We were passing a 1065 k1 (lawyer) through an 1120s to eliminate self employment tax and that k1 would now pass through a 1040.
The lawyer’s management company (1120s) didn’t pay the officer (the lawyer) a reasonable salary so the partner in my firm told me to accrue $150k in wages and the 1120s would pay the shareholder (the lawyer) that amount the following year. I think he didn’t pay himself a reasonable salary bcuz it was a late year election?
So the financials would reflect a salary of $150k, but he didn’t actually pay himself that until the following year lol.
At first I thought it was genius but now I’m wondering is this ok?
I’m just a staff accountant with 2 years of doing s corps now btw
Is this a legit strategy? Or is the partner insane?
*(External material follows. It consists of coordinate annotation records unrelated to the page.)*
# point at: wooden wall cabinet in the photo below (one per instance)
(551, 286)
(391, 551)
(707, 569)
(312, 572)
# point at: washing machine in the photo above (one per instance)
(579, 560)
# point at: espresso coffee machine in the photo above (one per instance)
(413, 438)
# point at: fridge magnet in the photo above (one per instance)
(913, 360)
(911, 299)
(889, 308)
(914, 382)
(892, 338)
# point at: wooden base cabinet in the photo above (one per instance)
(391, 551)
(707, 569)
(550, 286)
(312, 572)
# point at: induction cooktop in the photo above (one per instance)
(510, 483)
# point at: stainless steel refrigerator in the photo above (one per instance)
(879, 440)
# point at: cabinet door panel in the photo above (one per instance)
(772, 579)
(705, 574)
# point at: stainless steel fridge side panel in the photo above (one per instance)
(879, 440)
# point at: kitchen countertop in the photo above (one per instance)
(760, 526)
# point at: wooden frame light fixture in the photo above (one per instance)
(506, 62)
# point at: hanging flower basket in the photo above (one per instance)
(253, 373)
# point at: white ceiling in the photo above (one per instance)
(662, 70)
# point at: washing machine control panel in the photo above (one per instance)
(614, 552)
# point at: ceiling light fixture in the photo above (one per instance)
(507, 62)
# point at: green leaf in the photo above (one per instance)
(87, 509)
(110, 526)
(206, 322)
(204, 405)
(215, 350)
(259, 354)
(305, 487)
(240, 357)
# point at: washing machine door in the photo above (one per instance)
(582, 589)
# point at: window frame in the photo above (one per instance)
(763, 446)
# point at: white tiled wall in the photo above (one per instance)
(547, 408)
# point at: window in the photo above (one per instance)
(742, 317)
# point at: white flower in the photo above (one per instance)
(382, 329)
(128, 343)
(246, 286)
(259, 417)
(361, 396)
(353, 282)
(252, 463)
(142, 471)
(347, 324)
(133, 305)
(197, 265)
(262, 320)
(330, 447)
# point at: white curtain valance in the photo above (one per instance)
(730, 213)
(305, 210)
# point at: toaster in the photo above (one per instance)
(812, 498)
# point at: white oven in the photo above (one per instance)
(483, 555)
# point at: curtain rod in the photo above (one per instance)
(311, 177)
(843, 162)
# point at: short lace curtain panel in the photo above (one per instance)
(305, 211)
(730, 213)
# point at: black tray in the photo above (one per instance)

byu/CoolProfessor449 intax
Posted by CoolProfessor449
3 Comments
How can an S-Corp receive a salary?
Look up Fleischer V Commissioner, the IRS has won in tax court when people try to illegitimately shift individual income to an S Corp to avoid SE tax
The structure is not particularly uncommon (but many more are not structured this way) in law firms – a P.C. taxed as an S-corp is the actual partner in a LLP (or other state law entity taxed as a partnership) and the individual lawyer is the sole shareholder and an employee of the the P.C. Look at the lawyers listed on Kirkland & Ellis’s website – many of the partners are listed as John A. Doe, P.C., not John Doe. It is not permitted in all states (the rules governing ownership of law firms vary), but that structure itself doesn’t raise a red flag. If your lawyer is the state law partner in the tax partnership, that’s a different story and it would be assignment of income to the S-corp that isn’t going to pass the smell test – the partnership income is going to be all SE income to the individual.